Part 5: Current Challenges and Issues
The major political parties, including the newly-elected Liberal Democratic Party (LDP) and the Democratic Party of Japan (DPJ), support Japan’s participation in UN peacekeeping operations as well as disaster relief operations. This is because Japan has traditionally adopted the UN-centered policy and valued the concept of human security. Most recently this consensus was apparent in the decision to send the SDF to Haiti (2010) and South Sudan (2011). In 2012, the amendment of the Three Principles on Arms Export (originally passed in 1967) allowed more freedom of the SDF in the use and transfer of weapons in UN peacekeeping operations. The amendment enabled the SDF personnel to use force to protect other contingents as well as to defend themselves in UN peacekeeping operations. However, the constitutional restraints surrounding the concept of collective defense have still not been resolved by the Japanese government. The SDF are prohibited from engaging in combat operations and hence are not always suitable for some UN peacekeeping operations which might frequently require the use of force.

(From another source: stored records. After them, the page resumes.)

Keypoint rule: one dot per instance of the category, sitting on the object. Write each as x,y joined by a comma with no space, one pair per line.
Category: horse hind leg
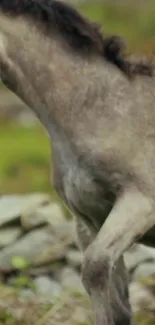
103,272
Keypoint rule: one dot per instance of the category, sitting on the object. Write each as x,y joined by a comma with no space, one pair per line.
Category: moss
25,159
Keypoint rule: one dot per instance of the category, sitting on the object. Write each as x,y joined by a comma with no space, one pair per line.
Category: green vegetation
25,159
133,20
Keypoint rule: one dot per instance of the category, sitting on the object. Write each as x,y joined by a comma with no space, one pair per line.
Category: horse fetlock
95,269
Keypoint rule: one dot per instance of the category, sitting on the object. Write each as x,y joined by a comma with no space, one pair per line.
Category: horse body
101,122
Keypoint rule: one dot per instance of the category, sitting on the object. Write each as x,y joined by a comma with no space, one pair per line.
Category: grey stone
70,279
51,213
37,248
46,286
9,235
74,257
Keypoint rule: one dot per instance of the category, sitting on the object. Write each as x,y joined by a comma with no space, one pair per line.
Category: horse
98,109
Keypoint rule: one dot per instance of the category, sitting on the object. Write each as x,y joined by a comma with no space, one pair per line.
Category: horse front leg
104,273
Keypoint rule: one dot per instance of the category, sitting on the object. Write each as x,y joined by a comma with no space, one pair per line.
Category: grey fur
102,128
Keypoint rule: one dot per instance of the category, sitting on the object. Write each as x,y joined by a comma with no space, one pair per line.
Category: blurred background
24,163
39,257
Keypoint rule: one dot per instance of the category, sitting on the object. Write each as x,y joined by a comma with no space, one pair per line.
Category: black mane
81,34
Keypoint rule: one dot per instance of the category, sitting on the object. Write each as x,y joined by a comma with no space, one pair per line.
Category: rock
144,270
51,213
74,257
46,286
37,248
9,235
13,206
138,254
140,297
70,279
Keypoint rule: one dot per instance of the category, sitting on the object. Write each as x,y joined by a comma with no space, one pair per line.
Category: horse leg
103,268
85,234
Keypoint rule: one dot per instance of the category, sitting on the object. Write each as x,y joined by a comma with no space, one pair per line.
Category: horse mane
82,35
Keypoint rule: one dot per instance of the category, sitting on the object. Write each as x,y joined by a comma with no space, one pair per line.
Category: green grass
134,22
25,159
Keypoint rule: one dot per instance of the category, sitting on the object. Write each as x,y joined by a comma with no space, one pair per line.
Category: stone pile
37,230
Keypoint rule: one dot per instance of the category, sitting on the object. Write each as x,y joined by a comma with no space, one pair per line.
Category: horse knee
95,269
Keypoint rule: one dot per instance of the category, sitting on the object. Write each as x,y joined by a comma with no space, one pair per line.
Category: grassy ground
25,159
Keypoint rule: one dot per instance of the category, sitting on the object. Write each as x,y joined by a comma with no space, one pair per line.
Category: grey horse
98,109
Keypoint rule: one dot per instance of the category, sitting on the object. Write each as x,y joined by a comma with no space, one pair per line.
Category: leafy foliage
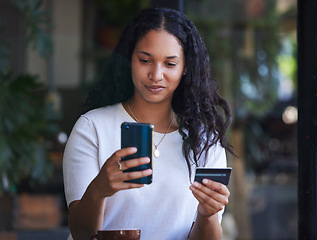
23,123
38,25
25,120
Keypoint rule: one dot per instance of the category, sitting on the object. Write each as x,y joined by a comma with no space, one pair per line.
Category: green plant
25,119
24,123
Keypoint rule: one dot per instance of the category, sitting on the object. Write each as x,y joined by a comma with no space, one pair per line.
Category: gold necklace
156,151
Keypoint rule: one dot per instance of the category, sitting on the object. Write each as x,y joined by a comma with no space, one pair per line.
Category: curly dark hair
203,116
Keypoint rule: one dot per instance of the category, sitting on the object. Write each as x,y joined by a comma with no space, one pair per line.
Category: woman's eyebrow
150,55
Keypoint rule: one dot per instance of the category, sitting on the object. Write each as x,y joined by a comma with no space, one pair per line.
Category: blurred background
51,54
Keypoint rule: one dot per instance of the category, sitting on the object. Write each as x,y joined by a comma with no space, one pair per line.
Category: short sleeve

The current issues on Japan’s UN peacekeeping were reflected in the Interim Report of the Study Group on Japan’s Engagement in UN Peacekeeping Operations published on 4 July 2011. The Study Group was chaired by Senior Vice-Minister of the Cabinet Office with senior officials from the cabinet Secretariat, the Ministry of Foreign Affairs, and the Ministry of Defense. The report considered it appropriate for Japan to actively participate in UN peacekeeping operations but recommended that such operations should be conducted within the framework of the Japanese Constitution. It also called for further discussion concerning Japan’s participation in military tasks during peacekeeping operations and recommended that Japan should deploy civilian experts and police personnel as well as the SDF since there had been increasing demand in these areas in recent years. The report also recommended the further enhancement of the SDF’s co-ordination capability, especially, with the ODA sector and civilians (civil-military relations) including NGOs.
Part 6: Key Champions and Opponents
Only a few political parties, including the Communist Party, do not support Japan’s participation in UN peacekeeping operations on the grounds that the SDF itself is not constitutional. Since the early 1990s, the Japanese public has increasingly supported SDF participation in UN peacekeeping (see table 1).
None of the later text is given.